The Justice Department yesterday said it will require Signature Flight Support Corp. to divest a flight-support services business including fueling and ramp/hangar rentals at Florida's Orlando International Airport for the company to proceed with its purchase of Ranger Aerospace Corp.

The department said the purchase, as proposed, would have resulted in higher prices for aviation services at the airport.

Aircraft Service International Group Inc. (ASIG), a wholly owned subsidiary of Ranger, conducts fixed-base operations at the Orlando airport.

Signature and ASIG are the only fixed-base operators at the airport, competing head-to-head to provide flight-support services.

In a lawsuit filed by Justice's antitrust division in U.S. District Court in Washington, the department seeks to block the proposed transaction.

A proposed consent decree, if approved by the court, would resolve the suit and the department's competitive concerns.

"This divestiture is necessary to prevent anti-competitive harm to operators of charter, private and corporate aircraft at Orlando International Airport," said acting Assistant Attorney General John M. Nannes, who heads the antitrust division.

According to the complaint, the merger would have resulted in a monopoly in the market for fixed-base flight-support operations at the Orlando airport.
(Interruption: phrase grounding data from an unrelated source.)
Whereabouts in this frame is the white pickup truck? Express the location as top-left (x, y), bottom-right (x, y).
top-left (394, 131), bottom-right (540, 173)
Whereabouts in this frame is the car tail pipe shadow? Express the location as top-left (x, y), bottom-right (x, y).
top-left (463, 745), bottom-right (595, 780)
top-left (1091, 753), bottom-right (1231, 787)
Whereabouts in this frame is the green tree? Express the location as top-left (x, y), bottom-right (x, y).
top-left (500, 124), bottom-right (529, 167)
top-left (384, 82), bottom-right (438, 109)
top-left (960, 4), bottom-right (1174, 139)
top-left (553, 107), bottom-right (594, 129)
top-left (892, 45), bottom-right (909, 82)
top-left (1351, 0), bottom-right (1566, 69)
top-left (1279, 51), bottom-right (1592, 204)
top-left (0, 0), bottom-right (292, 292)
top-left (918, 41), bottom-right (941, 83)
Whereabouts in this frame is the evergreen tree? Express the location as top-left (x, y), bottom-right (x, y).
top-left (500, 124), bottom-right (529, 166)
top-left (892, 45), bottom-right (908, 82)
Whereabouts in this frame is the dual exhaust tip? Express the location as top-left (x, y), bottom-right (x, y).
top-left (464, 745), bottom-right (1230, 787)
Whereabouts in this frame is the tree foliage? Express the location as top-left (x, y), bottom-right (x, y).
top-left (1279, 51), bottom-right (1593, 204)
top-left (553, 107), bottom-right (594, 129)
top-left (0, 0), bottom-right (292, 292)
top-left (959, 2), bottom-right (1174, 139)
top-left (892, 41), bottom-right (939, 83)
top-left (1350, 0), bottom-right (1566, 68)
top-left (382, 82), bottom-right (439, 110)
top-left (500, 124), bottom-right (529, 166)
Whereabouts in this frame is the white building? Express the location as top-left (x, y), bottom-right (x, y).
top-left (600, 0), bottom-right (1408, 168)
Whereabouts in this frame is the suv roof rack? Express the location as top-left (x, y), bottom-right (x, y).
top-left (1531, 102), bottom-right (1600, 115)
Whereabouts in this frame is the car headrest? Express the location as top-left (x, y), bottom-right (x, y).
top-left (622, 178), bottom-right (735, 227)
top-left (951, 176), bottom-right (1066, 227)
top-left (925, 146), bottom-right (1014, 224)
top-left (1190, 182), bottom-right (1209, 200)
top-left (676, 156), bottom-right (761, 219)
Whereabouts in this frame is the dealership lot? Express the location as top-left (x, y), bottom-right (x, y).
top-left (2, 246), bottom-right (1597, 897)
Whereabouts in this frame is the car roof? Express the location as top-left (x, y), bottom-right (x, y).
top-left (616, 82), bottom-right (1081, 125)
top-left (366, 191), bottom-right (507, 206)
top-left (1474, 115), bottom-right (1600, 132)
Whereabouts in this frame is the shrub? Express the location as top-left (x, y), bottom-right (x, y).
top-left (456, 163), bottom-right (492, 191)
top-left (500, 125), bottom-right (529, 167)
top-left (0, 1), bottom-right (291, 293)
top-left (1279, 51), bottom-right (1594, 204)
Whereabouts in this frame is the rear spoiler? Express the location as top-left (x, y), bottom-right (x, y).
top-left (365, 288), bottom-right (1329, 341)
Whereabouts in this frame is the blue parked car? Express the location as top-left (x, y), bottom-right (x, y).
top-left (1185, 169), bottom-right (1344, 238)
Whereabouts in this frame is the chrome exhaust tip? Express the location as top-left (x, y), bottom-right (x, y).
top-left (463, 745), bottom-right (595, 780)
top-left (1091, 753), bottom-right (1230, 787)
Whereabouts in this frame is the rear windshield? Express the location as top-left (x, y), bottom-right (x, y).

The loss of competition likely would have resulted in higher prices and decreased quality of service to charter, private and corporate aircraft operators who use fixed-base operations, it said.

Signature, headquartered in Orlando, owns the nation's largest network of fixed-base operations, which consists of more than 40 locations nationwide. Its 1999 revenues were about $400 million.

Ranger is a Delaware holding company with its main office in Greenville, S.C. ASIG, also a Delaware corporation, is headquartered in Dania, Fla.

In addition to its fixed-base operations in Orlando and at one other airport in the United States and at one airport in the Bahamas, it provides fueling for commercial airlines and related services in airports throughout the United States. Revenues were $141 million for the fiscal year ended in March 2000.